In the early 1990s the oil and gas industry in Texas started to produce gas by drilling into deeply-buried shale layers. They found that creating underground fractures in the layers, later coined ‘fracking’, increased the rates of production and their investments started to make money. This was the start of the shale gas industry in the USA which may now grow in Europe, China and elsewhere around the world.

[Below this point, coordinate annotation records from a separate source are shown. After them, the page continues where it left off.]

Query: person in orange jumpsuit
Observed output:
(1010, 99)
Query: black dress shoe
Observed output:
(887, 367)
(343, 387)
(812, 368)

Hydraulic fracturing is far from being a new technology; it’s been carried out in many wells since the 1940s. But in the last 10 years, its widespread use for recovering gas from shale has led to it becoming extremely controversial. A tipping point may have been when the filmmaker Josh Fox was asked to lease his land for drilling, it resulted in him making the documentary ‘Gaslands’ (2010), with footage of gas coming out of taps being ignited. The potential link between fracturing and the contamination of water supplies with methane was thus made. More followed in 2011 when the UK’s first shale gas well was drilled near Blackpool in northwest England and triggered earthquakes up to 2.3 in magnitude. ‘Fracking’ has quickly become a catch-all term for any shale gas operations.
But what do we actually know about the geological risks? Can fractures created underground really travel much further than we anticipate, intersecting water supplies and polluting them as ‘Gaslands’ suggested? Could the pumping of thousands of cubic metres of water underground cause damaging earthquakes? How much of what we read in the press is scientifically sound? The debate is polarised with claim and counter claim.
There is a lot we already know. Hydraulic fractures can form entirely naturally when pressure builds up as rock is buried over millions of years. Underground seams of minerals in fractures have of course been mined for centuries and the processes involved in fracture formation have been well understood since the 1960s. In the last decade, chimney-like subterranean hydraulic fractures extending vertically for hundreds of metres have been found in many parts of the world.
‘Unnatural’ or stimulated hydraulic fractures are generated by pumping water and chemical additives into rock layers. The orientation of fractures that grow can be predicted approximately. But it’s a little like smashing a pane of glass: where exactly the cracks occur is different every time. It is difficult to predict whether a fracture will extend beyond the intended geological layer. Nor is it feasible to calculate whether or not pumping fluid underground to create fractures will cause small earthquakes that could be felt at the surface.
But what we do have is data – and lots of it. Thousands of fracturing operations have already been completed in the United States and the dimensions of the hydraulic fractures recorded at least for the last ten years. So we can adopt an empirical approach to understanding the chances of a fracture extending further than ever before. Our analysis shows that the chances of a fracture extending further than 500 metres vertically are very small. There are also hundreds of examples of induced earthquakes caused by activities other than ‘fracking’: the filling of dams, fracturing for geothermal energy, injecting water to maintain oil fields pressure and because of subsidence triggered by mining of oil and gas.
It is claimed that companies involved in shale gas are not releasing data about operations – but in fact there are hundreds of papers in the public domain that can be accessed and I’ve spent months pouring over them while producing a paper on the topic. The compilation and reviewing of 20 years of shale gas activity will give us a pretty good steer on the chances of something extraordinary happening. It is the sort of data mining task one of our undergraduates would excel in – some studies have been published, but in the surrounding media hysteria, a lot of basic information has been missed. This would go a long way to informing not just the broader public who are often misinformed by the media, but also industry, academic geoscientists and engineers, regulators, non government organisations and publics about safe shale gas operations in a hyperbole-free way.
Richard Davies is Director of Durham Energy Institute.